Il avoue ne pas trop comprendre la frilosité de ses confrères. Et encore moins le débat sans fin autour de ce que tout le monde appelle le « protocole Raoult ». « C’est ça ou rien, de toute façon. L’autre traitement ne marche pas dans tout ce qui est viral puisqu’on donne de l’antibiothérapie banale et pas un antiviral », insiste au bout du fil ce praticien hospitalier lorrain. Il préfère garder l’anonymat tant les réactions autour du sujet sont vives et passionnées.
Mais depuis une semaine, de son propre chef, il prescrit la méthode Raoult. Soit trois comprimés par jour pendant dix jours de Plaquénil, le seul médicament dérivé de l’hydroxychloroquine vendu en France, associé à un comprimé par jour pendant cinq jours d’Azithromycine, un antibiotique. Un électrocardiogramme est pratiqué au jour 0 et un autre au jour 2.

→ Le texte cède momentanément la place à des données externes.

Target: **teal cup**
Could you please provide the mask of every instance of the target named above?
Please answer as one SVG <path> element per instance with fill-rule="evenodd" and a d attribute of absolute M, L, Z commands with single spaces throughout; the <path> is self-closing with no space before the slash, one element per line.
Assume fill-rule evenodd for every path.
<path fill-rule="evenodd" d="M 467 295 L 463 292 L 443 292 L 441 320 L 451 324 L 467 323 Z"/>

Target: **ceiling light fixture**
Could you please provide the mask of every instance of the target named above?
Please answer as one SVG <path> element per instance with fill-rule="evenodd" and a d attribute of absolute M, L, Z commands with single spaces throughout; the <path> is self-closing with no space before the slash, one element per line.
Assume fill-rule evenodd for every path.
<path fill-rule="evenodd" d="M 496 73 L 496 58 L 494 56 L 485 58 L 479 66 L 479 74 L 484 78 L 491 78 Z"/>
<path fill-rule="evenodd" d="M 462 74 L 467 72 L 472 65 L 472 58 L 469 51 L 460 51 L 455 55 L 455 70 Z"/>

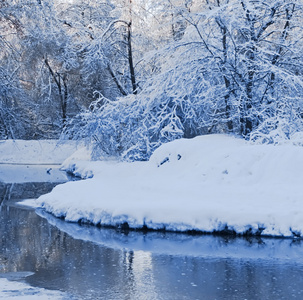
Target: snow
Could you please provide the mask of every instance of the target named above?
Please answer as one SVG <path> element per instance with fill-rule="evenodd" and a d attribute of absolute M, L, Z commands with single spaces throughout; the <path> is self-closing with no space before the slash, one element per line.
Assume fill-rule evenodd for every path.
<path fill-rule="evenodd" d="M 30 285 L 0 278 L 0 299 L 5 300 L 64 300 L 72 299 L 71 296 L 59 292 L 49 291 L 43 288 L 35 288 Z"/>
<path fill-rule="evenodd" d="M 70 222 L 303 235 L 301 146 L 208 135 L 164 144 L 148 162 L 85 159 L 78 153 L 63 169 L 86 180 L 59 185 L 24 204 Z"/>

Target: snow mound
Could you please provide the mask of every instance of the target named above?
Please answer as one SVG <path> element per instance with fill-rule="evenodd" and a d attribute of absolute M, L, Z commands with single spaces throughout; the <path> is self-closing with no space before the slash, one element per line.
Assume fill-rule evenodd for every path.
<path fill-rule="evenodd" d="M 77 166 L 76 162 L 73 162 Z M 303 235 L 303 148 L 225 135 L 167 143 L 148 162 L 86 162 L 37 205 L 66 221 L 170 231 Z"/>
<path fill-rule="evenodd" d="M 82 179 L 93 177 L 92 170 L 86 170 L 87 161 L 91 160 L 91 149 L 82 147 L 69 156 L 61 165 L 61 170 Z"/>

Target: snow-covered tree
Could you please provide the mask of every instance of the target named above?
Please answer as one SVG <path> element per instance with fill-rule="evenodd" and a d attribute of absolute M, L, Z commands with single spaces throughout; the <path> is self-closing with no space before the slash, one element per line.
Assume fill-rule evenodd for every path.
<path fill-rule="evenodd" d="M 55 137 L 67 125 L 70 137 L 95 141 L 96 156 L 131 160 L 207 133 L 290 138 L 302 130 L 302 8 L 299 0 L 2 1 L 1 136 Z"/>
<path fill-rule="evenodd" d="M 15 138 L 26 132 L 25 110 L 20 105 L 27 98 L 19 82 L 20 48 L 18 39 L 23 34 L 15 8 L 18 1 L 0 3 L 0 138 Z M 18 5 L 22 8 L 22 2 Z"/>
<path fill-rule="evenodd" d="M 301 129 L 300 1 L 168 4 L 174 16 L 168 27 L 182 26 L 145 56 L 153 68 L 138 95 L 101 97 L 92 114 L 79 116 L 103 153 L 146 159 L 180 137 L 232 132 L 254 139 L 279 124 L 289 124 L 280 126 L 284 131 Z"/>

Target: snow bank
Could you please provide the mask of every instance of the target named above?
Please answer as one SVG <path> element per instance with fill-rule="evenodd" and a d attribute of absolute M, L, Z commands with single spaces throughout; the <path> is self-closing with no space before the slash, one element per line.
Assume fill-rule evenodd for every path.
<path fill-rule="evenodd" d="M 59 291 L 35 288 L 23 282 L 0 278 L 0 299 L 5 300 L 67 300 L 71 296 Z"/>
<path fill-rule="evenodd" d="M 72 222 L 301 236 L 302 166 L 299 146 L 224 135 L 180 139 L 149 162 L 66 163 L 93 178 L 57 186 L 36 205 Z"/>

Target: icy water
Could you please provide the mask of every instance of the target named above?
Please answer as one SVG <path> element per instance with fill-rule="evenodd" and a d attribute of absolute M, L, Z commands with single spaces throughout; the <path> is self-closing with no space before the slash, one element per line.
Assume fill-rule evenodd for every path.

Ni décès ni mauvaise évolution
Le bilan est plus que positif : « J’ai utilisé ce protocole sur une dizaine de patients hospitalisés, qui ont donc un Covid-19 déjà relativement inquiétant, et je n’ai eu ni décès ni aucune évolution vers un stade grave nécessitant une réanimation. » Le praticien cite notamment le cas d’une femme de 91 ans : « Tout le monde la disait perdue et elle s’est remise en trois jours. Elle est rentrée chez elle vendredi. Un autre malade de 54 ans, qui risquait la réanimation, a été transformé en moins de 24 heures. » Grâce au protocole Raoult, vraiment ? « En données observationnelles, je ne peux qu’en faire le constat. Depuis qu’on a commencé, le nombre de décès s’effondre », soupire le médecin.
« Absence de dangerosité »
Il ne connaissait pas Didier Raoult et n’est donc pas un de ses disciples. Mais il s’est renseigné : « C’est un grand de l’infectiologie mondiale. Une sommité. Son discours scientifique est implacable. » Cardiologue de formation, il connaît en revanche très bien le Plaquénil : « Il a été prescrit à un milliard de personnes. Sa seule dangerosité concerne des troubles du rythme cardiaque. Dans toute ma carrière, je n’ai jamais été embêté avec lui, même si on peut se demander si, en présence du Covid-19, il peut avoir des effets secondaires potentialisés. »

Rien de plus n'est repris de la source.